Yes, usually honey bee dysentery clears up by itself once the bees start flying and have a spring diet. I do the same thing—clean up the best I can and call it good.

JennFive
Reply

Thanks for confirming the possible confusion. I am a first timer, and I wasn’t sure what to think when after the first couple days of sun, the front of my hive was covered. We haven’t had great weather to open the hive up and really inspect. Sounds like I am ok to assume spring dysentery…unless the dysentery doesn’t seem to improve?

Rusty
Reply

Jenn,

It can be confusing, but if it clears up quickly, it was probably dysentery. Also feces that is brown and runny should quickly change to yellow globs that sort of hold their shape. Nosema apis can sometimes clear up on its own as well, but not as quickly and sometimes with significant bee loss.

Bridgett
Reply

I am a first year beek. I have my first over-wintered hives. I had two colonies. One colony turned out to have massive streaking and tons of dead bees. The hive right next to it was completely clean. This summer my clean hive is busy, lots of pollen coming in on sunny days. In North Central Idaho we’ve just began to have days that are warm enough to crack open the hives. My “streaked” hive had a few bees coming and going, all without pollen. I suspect they are neighboring bees robbing the stores of the slow (or dead) hive. I opened up my slow dirty hive, and no bees were there. They died, ug. I feel terrible. Can they die from dysentery? We’ve had such a long cold winter. They still had plenty of honey stores. Can I eat that honey? Can I feed it to my good hive?

Rusty
Reply

Bridgett,

Bees can die of dysentery but I suspect yours had Nosema apis. I wouldn’t feed the honey to new bees unless you first had the dead bees tested for Nosema. If they didn’t have Nosema, then it’s fine for feed. You can eat it in any case because humans don’t get Nosema. However, before you extract it, make sure you clean the feces from the combs. I would use a wash of bleach water, gently applied to the combs and then allowed to dry.

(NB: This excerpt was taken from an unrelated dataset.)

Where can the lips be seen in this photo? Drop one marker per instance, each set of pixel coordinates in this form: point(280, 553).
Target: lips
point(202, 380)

As for cleaning up the equipment, this may help: How to clean up after Nosema apis.

Bridgett
Reply

Thank you so much, I will go forward as if Nosema is present. Also, do you know of a colleague, someone who knows honeybees at University of Idaho? If not, I can call the entomologist there. I am a Vandal too. Thanks again Rusty.

Rusty
Reply

Bridgett,

Sorry, I don’t know anyone at the University of Idaho.